For decades, enterprise data projects have relied heavily on traditional ETL for their data processing, integration and storage needs. Today, the emergence of big data and unstructured data originating from disparate sources has made cloud-based ELT solutions even more attractive.
The 2018 IDG Cloud Computing Study revealed that 73% percent of organizations had at least one application, or a portion of their computing infrastructure, already in the cloud. Although cloud computing has undoubtedly changed the way most organizations approach data integration projects today, data quality tools continue ensuring that your organization will benefit from data you can trust.
This article will underscore the relevance of data quality to both ETL and ELT data integration methods by exploring different use cases in which data quality tools have played a relevant part role. We will also examine what it takes for data quality tools to be effective for both ETL and ELT.
In order to understand the role of data quality and how it is applied to both methods, let’s first go over the key differentiators between ETL and ELT.

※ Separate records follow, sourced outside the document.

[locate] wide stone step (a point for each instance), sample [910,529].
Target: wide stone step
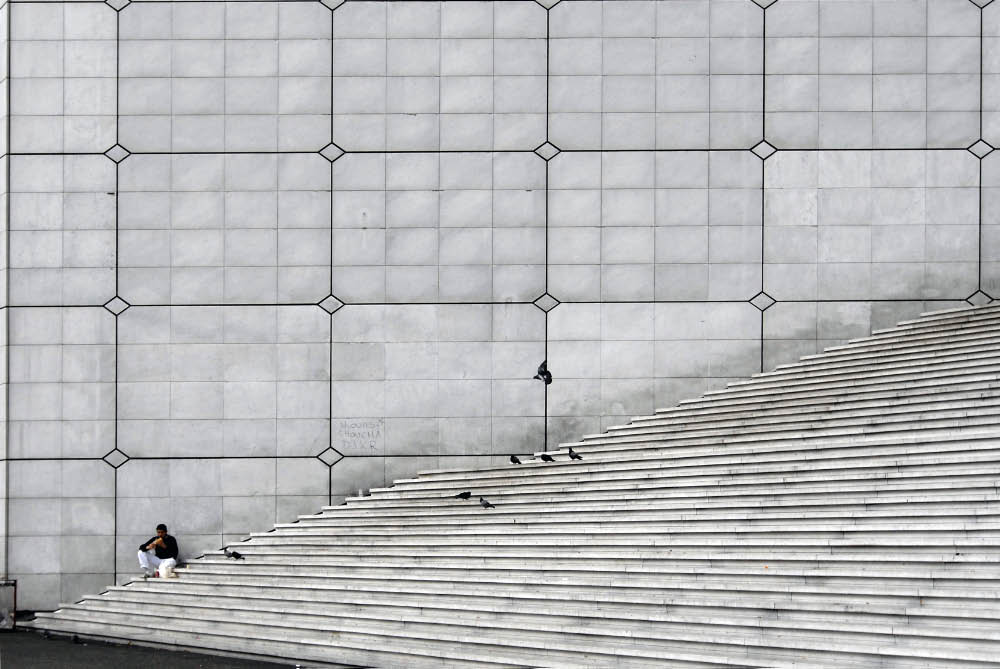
[644,461]
[893,484]
[768,413]
[758,484]
[611,621]
[600,507]
[455,640]
[623,514]
[986,574]
[581,641]
[830,416]
[704,467]
[925,429]
[913,347]
[354,649]
[593,586]
[624,606]
[915,378]
[565,612]
[777,398]
[806,597]
[957,354]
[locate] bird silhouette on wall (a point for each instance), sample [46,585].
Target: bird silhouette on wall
[543,374]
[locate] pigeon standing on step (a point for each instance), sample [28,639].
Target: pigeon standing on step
[543,374]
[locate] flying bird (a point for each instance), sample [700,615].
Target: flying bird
[543,374]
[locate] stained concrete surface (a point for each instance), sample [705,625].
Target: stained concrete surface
[28,650]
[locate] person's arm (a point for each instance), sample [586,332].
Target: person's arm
[171,546]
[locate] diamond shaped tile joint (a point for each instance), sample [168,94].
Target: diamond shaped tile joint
[115,458]
[117,153]
[331,152]
[763,301]
[978,299]
[763,149]
[546,302]
[330,456]
[547,151]
[981,149]
[330,304]
[116,305]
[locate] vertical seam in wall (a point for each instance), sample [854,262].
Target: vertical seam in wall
[114,539]
[6,271]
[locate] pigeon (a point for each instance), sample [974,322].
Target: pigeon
[543,374]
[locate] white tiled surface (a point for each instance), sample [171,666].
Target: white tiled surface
[221,227]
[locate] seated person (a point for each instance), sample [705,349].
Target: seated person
[164,557]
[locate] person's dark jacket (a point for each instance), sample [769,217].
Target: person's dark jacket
[170,551]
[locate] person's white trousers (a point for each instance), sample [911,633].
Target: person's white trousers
[148,561]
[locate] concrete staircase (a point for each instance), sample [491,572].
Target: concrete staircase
[842,511]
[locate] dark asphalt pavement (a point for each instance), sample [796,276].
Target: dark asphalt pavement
[29,650]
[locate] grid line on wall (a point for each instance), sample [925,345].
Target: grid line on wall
[529,364]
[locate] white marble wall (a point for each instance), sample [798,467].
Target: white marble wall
[264,254]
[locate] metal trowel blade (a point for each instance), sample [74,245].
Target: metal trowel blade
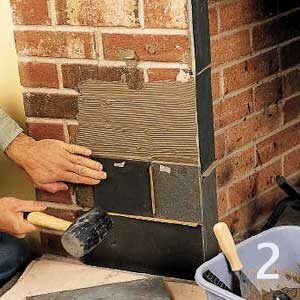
[248,289]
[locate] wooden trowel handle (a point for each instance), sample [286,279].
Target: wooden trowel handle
[46,221]
[227,245]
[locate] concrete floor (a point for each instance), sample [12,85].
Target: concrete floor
[50,274]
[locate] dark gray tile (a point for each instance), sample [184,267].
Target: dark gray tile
[126,189]
[201,34]
[144,289]
[205,119]
[150,247]
[210,215]
[176,192]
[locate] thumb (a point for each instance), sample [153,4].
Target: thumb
[54,187]
[28,206]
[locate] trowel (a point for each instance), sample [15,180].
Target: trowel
[241,283]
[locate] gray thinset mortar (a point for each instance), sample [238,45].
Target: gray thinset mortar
[154,123]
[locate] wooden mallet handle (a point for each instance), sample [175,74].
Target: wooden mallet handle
[227,245]
[46,221]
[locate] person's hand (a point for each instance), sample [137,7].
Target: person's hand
[50,163]
[11,216]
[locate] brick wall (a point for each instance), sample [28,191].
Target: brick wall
[256,90]
[61,43]
[255,82]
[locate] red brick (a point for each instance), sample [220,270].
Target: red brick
[72,131]
[40,131]
[165,14]
[51,244]
[220,146]
[266,202]
[242,219]
[38,75]
[265,178]
[230,47]
[169,48]
[278,143]
[72,74]
[241,12]
[242,191]
[235,166]
[162,74]
[133,76]
[59,197]
[215,85]
[213,21]
[250,71]
[50,105]
[97,13]
[222,202]
[290,55]
[55,44]
[233,109]
[248,188]
[286,27]
[30,12]
[292,162]
[291,83]
[253,128]
[291,109]
[268,93]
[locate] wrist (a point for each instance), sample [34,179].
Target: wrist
[18,149]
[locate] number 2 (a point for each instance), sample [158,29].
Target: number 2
[261,274]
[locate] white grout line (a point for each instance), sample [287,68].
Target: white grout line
[107,63]
[99,44]
[162,65]
[50,91]
[59,75]
[67,137]
[44,120]
[251,144]
[146,76]
[108,30]
[252,25]
[242,205]
[52,12]
[141,13]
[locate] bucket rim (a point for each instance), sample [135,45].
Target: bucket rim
[211,288]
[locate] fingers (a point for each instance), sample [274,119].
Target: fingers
[86,172]
[54,187]
[27,227]
[78,179]
[29,206]
[83,161]
[76,149]
[86,167]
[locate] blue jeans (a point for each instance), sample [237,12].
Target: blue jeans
[14,254]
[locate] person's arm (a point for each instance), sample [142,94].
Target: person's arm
[49,163]
[9,130]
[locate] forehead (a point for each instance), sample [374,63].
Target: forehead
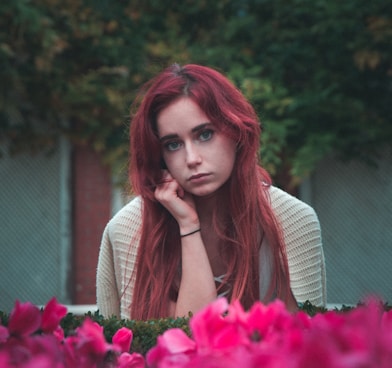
[181,115]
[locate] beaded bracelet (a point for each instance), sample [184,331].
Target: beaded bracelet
[192,232]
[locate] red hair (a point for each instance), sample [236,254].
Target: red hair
[251,215]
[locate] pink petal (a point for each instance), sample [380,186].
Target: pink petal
[24,319]
[52,315]
[126,360]
[123,339]
[91,340]
[176,341]
[4,334]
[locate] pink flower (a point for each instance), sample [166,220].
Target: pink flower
[4,334]
[126,360]
[211,329]
[123,339]
[24,319]
[174,348]
[91,339]
[52,315]
[88,347]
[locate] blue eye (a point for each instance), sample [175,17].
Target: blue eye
[172,146]
[206,135]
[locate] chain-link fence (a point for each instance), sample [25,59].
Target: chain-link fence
[354,205]
[34,227]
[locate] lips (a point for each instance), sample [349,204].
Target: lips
[197,177]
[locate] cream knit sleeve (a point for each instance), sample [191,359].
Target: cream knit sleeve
[302,235]
[117,261]
[108,300]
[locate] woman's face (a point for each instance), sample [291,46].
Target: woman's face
[198,156]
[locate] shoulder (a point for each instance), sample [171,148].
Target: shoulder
[291,211]
[127,221]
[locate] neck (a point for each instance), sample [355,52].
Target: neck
[209,206]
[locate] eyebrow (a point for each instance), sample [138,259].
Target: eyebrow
[194,130]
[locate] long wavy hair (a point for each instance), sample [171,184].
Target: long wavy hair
[250,215]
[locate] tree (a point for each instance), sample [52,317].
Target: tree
[318,71]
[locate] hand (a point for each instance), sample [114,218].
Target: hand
[178,202]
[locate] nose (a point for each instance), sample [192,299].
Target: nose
[193,156]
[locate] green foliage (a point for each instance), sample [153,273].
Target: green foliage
[145,333]
[318,71]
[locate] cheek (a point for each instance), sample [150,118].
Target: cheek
[171,163]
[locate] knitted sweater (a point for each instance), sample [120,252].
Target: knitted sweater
[121,238]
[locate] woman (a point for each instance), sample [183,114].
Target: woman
[206,220]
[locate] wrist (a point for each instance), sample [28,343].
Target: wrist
[183,235]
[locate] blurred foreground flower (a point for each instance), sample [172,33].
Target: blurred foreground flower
[34,339]
[269,336]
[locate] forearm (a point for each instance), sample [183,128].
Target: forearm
[197,286]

On the one hand, the Extract Transform Load (ETL) approach has been the gold standard for data integration for many decades and is commonly used for integrating data from CRMs, ERPs, or other structured data repositories into data warehouses. While ETL processes are designed for internal, relational data warehousing, they require dedicated platforms for the intermediate steps between extracting data and loading it into target repositories.
Extract Load Transform (ELT), on the other hand, addresses the volume, variety, and velocity of big data sources and don’t require this intermediate step to load data into target systems. ELT requires less physical infrastructure and dedicated resources because transformation is performed within the target system’s engine. Thus, the shift from ETL to ELT tools is a natural consequence of the big data age and has become the preferred method for data lake integrations.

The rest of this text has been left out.